La mia bambola era come me, la mia bambola doveva arrendersi come me al fatto che questo mondo vuole un tipo di persone, un tipo di bambole e gli altri sono solo anormali, inutili.
No, col cazzo.
Tornai nel mio ufficio con calma, per non attirare ulteriore attenzione e una volta lì aprì il terzo cassetto della mia scrivania, quello chiuso a chiave e ne estrassi la mia arma da fuoco.
Chi fare fuori, chi punire? I consiglieri ingrati? I colleghi invidiosi? Gli azionisti troppo impegnati a vendere per preoccuparsi della forma? No, sarebbero state tutte vittime superflue, tutti burattini a cui avrei spezzato i fili.
Io volevo il burattinaio, volevo lui.
Ci siamo io e lui.
Ci siamo sempre stati solo io e lui, sempre e me ne accorgevo ora più che mai.

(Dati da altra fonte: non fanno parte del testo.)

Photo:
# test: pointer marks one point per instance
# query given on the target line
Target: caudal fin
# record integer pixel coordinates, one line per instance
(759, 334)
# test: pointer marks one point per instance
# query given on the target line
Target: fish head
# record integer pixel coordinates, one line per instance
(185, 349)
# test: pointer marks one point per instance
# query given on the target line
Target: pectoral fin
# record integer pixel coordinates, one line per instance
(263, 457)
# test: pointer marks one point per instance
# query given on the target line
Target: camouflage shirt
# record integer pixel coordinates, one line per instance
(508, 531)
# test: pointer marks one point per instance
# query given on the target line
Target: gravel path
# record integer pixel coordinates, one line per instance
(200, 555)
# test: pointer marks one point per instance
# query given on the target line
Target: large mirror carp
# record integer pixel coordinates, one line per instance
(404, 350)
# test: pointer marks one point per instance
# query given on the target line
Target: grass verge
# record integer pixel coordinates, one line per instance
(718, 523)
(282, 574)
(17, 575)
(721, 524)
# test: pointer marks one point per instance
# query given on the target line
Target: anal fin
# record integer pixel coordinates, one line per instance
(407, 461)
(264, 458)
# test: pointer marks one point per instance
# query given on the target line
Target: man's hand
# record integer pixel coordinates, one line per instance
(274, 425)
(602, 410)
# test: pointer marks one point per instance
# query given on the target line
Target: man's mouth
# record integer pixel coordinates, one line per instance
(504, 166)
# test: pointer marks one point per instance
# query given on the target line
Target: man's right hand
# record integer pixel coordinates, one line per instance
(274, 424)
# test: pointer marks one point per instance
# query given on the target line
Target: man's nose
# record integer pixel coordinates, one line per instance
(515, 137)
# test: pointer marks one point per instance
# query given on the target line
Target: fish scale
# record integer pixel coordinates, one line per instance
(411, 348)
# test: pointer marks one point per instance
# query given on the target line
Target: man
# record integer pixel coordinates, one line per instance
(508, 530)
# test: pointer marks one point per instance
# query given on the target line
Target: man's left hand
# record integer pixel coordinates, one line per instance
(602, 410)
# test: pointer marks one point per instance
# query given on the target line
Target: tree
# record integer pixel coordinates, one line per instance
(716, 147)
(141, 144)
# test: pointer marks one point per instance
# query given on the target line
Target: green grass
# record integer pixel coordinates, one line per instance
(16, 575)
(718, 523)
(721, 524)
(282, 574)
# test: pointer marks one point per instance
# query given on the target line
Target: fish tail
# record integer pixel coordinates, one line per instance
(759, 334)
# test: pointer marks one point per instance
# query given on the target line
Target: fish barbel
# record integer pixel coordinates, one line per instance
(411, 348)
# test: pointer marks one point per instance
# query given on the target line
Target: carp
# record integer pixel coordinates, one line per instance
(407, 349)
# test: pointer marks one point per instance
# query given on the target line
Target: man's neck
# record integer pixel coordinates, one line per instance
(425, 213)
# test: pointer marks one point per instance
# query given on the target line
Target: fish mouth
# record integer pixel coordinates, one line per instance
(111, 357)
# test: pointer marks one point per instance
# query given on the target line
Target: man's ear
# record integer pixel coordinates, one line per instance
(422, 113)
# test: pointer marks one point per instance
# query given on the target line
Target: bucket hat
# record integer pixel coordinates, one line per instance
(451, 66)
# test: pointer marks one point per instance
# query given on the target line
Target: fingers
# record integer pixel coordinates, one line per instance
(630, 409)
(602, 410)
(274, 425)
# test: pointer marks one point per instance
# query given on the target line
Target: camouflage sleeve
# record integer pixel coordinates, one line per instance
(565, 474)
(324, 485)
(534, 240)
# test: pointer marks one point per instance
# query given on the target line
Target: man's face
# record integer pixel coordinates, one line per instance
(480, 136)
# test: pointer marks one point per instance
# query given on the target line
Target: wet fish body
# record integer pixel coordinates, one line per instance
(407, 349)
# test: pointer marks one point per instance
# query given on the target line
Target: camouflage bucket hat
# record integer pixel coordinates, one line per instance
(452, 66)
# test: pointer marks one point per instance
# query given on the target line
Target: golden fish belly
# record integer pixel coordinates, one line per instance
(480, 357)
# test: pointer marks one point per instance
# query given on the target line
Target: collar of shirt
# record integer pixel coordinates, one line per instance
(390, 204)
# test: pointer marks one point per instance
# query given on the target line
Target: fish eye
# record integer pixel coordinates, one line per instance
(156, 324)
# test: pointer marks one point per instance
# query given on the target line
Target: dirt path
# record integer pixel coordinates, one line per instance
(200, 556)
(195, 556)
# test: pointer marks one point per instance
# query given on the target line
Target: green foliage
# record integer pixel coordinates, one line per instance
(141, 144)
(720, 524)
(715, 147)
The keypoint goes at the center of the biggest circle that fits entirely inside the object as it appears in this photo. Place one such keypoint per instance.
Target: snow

Le mie scelte di vita, di lavoro, amorose ecc erano tutte basate sul rapporto fra me e lui e non mi dispiaceva che fosse così, non mi dispiaceva il suo fare incetta ogni tanto della mia dignità e amor proprio o dello spezzare il mio orgoglio facendomi notare come lui avesse fatto tanto e io, praticamente, niente.

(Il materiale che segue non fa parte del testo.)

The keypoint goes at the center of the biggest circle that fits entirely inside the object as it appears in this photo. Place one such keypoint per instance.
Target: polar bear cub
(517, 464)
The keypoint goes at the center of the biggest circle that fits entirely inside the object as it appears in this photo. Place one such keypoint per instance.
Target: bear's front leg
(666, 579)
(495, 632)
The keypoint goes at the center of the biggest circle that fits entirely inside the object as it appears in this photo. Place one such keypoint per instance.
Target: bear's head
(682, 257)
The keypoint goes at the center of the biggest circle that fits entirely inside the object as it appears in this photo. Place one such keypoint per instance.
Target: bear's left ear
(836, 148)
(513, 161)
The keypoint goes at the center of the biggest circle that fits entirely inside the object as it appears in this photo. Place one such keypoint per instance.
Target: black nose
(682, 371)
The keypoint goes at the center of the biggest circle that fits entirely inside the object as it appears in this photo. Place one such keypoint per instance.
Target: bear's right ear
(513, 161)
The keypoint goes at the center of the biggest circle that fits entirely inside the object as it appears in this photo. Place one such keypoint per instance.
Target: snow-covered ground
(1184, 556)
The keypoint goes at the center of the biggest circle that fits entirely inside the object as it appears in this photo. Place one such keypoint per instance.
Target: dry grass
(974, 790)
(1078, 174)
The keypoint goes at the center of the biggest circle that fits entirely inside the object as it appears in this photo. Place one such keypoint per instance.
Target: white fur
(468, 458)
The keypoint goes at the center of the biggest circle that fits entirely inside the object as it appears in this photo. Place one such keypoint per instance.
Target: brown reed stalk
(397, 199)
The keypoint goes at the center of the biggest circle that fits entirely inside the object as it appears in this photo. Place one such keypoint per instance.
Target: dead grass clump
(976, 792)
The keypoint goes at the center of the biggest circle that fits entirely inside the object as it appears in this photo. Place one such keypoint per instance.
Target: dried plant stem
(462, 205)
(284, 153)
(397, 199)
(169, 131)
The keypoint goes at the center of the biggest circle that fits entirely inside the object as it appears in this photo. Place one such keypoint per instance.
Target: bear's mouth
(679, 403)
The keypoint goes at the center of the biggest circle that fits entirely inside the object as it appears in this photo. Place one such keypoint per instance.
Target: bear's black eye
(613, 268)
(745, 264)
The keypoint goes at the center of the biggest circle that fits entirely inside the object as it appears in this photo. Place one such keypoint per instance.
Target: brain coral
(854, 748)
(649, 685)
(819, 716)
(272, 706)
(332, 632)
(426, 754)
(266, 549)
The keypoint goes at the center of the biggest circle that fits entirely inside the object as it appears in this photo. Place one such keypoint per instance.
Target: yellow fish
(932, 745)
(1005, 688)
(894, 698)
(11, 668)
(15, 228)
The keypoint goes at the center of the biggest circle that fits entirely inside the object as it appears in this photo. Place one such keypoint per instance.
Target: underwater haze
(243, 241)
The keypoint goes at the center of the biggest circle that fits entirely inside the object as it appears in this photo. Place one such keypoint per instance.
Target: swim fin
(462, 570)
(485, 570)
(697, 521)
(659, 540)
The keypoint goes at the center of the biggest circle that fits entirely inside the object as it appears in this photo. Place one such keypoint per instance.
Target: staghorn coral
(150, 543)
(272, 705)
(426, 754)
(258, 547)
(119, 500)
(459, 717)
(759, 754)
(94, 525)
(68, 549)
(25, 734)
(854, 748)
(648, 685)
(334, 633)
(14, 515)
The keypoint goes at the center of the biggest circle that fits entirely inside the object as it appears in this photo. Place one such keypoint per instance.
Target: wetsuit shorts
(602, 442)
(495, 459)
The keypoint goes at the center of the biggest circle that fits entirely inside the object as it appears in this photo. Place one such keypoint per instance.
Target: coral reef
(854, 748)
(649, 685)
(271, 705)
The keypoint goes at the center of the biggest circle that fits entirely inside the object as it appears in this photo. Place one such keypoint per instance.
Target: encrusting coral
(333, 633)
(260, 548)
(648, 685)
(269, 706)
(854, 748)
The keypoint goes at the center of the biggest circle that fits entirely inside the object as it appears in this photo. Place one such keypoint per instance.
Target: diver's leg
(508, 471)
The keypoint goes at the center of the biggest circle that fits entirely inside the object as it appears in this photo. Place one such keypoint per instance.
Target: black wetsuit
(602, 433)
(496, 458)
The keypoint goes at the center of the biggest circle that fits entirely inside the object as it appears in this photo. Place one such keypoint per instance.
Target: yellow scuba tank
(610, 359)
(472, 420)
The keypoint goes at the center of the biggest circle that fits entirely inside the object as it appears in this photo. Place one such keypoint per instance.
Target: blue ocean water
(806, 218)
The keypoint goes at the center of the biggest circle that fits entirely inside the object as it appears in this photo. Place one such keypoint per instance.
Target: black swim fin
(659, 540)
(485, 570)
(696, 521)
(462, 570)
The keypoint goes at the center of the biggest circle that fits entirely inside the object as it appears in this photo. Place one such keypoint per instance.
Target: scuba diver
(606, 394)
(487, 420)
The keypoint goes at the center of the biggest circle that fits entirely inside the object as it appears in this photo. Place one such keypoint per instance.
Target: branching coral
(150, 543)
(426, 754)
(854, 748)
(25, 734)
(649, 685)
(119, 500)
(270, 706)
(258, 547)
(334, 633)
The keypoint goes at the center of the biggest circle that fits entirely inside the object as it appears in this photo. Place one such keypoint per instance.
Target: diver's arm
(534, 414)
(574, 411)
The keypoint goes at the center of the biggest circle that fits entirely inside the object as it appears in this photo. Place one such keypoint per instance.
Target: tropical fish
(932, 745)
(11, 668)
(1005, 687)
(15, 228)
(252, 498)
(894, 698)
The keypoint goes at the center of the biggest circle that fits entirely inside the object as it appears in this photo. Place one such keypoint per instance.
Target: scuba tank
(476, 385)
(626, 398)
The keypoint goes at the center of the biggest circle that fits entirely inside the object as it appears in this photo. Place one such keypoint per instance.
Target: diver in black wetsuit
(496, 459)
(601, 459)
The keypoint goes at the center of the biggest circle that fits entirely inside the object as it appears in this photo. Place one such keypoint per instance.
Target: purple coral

Era mio padre, era uno stronzo però lo amavo e facevo tutto per lui, per renderlo fiero e contento di me e non bastava mai, mai.
Entrai nel suo ufficio, l’arma nascosta sotto la camicia e comincia a pregarlo di non cambiare “Dorothy”, di lasciarla al progetto iniziale. Mi rise in faccia, sembrava un cattivo da fumetto in quel momento.

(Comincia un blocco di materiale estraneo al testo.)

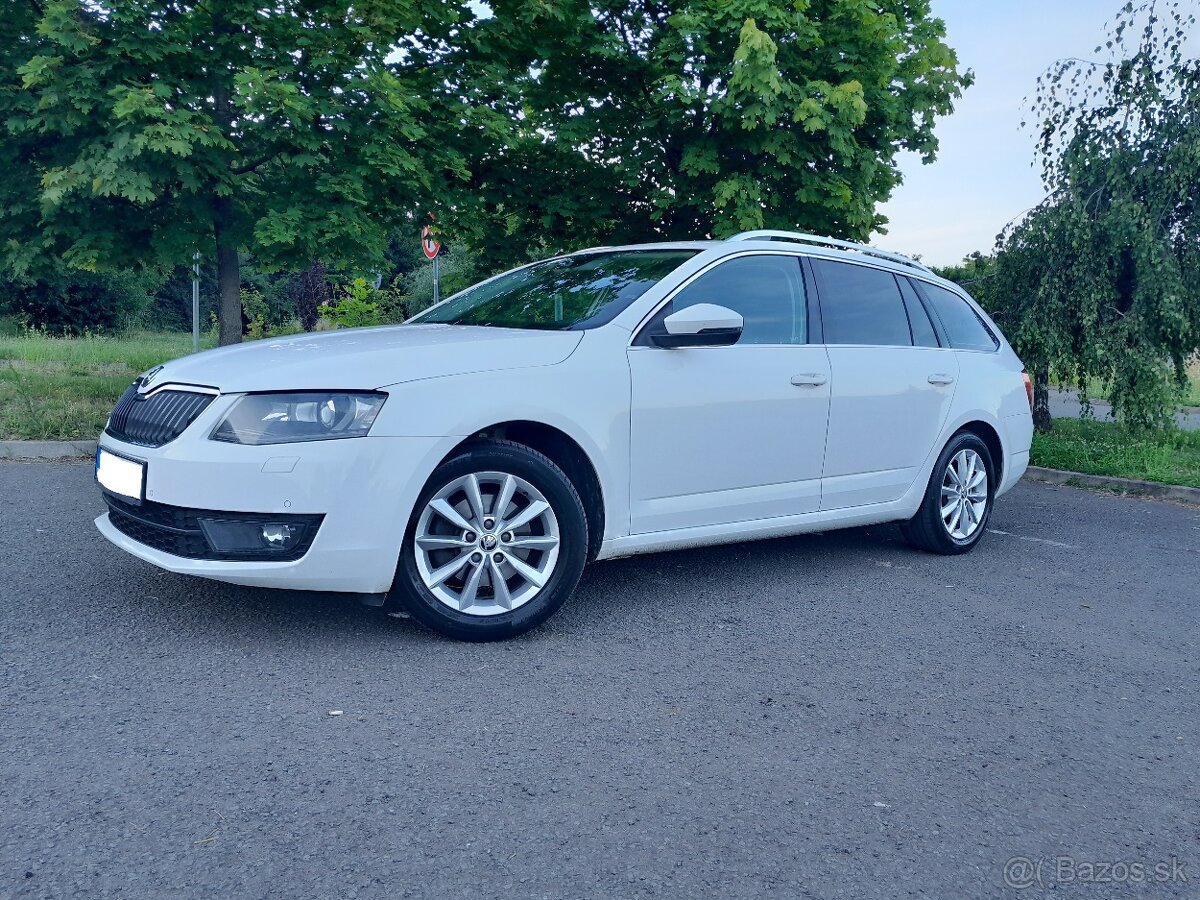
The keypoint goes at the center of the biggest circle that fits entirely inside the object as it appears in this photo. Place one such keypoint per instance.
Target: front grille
(157, 419)
(177, 529)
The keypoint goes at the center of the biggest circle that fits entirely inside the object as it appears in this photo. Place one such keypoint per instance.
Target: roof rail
(801, 238)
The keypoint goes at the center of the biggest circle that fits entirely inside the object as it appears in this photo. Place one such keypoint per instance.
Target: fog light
(227, 535)
(277, 537)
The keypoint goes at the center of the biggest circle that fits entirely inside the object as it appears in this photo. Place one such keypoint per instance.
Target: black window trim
(943, 340)
(822, 288)
(641, 337)
(942, 333)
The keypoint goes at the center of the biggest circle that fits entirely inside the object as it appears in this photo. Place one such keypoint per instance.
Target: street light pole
(196, 303)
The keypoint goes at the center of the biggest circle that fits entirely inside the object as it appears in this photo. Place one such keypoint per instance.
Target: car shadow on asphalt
(610, 593)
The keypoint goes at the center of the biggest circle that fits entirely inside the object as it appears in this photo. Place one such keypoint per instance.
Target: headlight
(289, 418)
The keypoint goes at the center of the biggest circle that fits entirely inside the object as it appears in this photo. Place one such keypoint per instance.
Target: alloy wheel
(964, 495)
(486, 543)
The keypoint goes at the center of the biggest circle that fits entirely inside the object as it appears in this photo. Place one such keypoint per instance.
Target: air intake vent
(157, 419)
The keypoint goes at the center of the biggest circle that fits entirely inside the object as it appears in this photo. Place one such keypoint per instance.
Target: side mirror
(700, 325)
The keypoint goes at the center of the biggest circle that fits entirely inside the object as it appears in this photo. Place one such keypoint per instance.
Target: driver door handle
(809, 379)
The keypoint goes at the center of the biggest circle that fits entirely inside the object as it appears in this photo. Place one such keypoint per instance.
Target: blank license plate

La sua risata era forte, fragorosa,viva eppure mi chiedevo come potesse avere una risata così viva uno che dì lì a poco sarebbe sicuramente morto.
Tutti i maschi prima o poi devono a scendere a patti con l’immagine mitizzata del padre, accettare la sua umanità. Quello per me era stato facile, mio padre era un avido, un ingordo, una merda. Mio padre era uno dei tanti, niente di più altro che mito e mito.
Il vero problema è trovare la forza di ribellarsi, di dire addio alla culla mentale e per molti uomini questa forza proviene da una donna, per altri da un desiderio di libertà, di qualcosa di proprio.
La mia forza si chiamava “ 44 Magnum” ed era un revolver.
Revolver puntata su quel viso dalla solita immutabile espressione quando si trattava di me o di un affare fallito, tanto rappresentavamo la stessa cosa per lui.
Ero il suo più grande fallimento e non ero mai stato così fiero di esserlo in vita mia.
Provava a darsi un tono, ad essere ancora severo, minaccioso e autoritario invitandomi a continuare a tacere,continuare ad essere lo zerbino, la merda, l’inutile consumatore d’ossigeno stato fino ad oggi e consegnargli la pistola.
Gli lasciai capire la mia serietà, le mie intenzioni girando il calcio della pistola e spaccandoglielo sulla mascella.
Andò giù e gli lo ritrassi su per la camicia, camicia dal valore inestimabile a cui teneva più di un figlio.
Il suo sangue gli colava su quelle camicie più importanti della sua progenie e io godevo.
Ripresosi dallo spavento e dalla certezza di non avere più alcun controllo, mi chiese cosa volevo, perché ero lì e cosa pensavo di fare.
Avevo tanto da dire eppure il tappo di acidi gastrici mi chiudeva la gola.
Volevo spiegargli il mio dolore, volevo fargli capire quanto è importante il ruolo di un giocattolaio.
Noi creiamo rappresentazioni umani in miniatura, creiamo compagni e compagne notturne pronte a proteggere dagli incubi e a conservare per sempre confidenze.
Noi creiamo la normalità e l’anormalità, eppure non c’è ne rendiamo conto pensando solo al profitto.
 La mano si sporca del suo sangue che poi è anche il mio e mi esce una sola parola stirata, buttata via: “Vendetta”
Premo il grilletto e lui urla, urla come urlavo io da ragazzino alle sue sculacciate.
Muore.
La pistola era finta, il suo infarto no.
C’è da chiamare tanta gente, penso. L’ ospedale, mia madre, il tizio dello champagne e delle tartine e poi infine uno che mi trovi una fossa settica dove infilarcelo.
Per prima però, chiamo Raul e gli ordino di bloccare immediatamente la produzione delle “Dorothy” e di ricominciare da capo, con le indicazioni iniziali.
Obbedisce, attacco il telefono e sposto il cadavere con un calcio.
Mi siedo alla sua sedia e mi rendo conto della pistola giocattolo ad avermi aiutato a superare mio padre, a diventare uomo.
Già, certi giochi aiutano proprio a dare vita a ciò che è normale.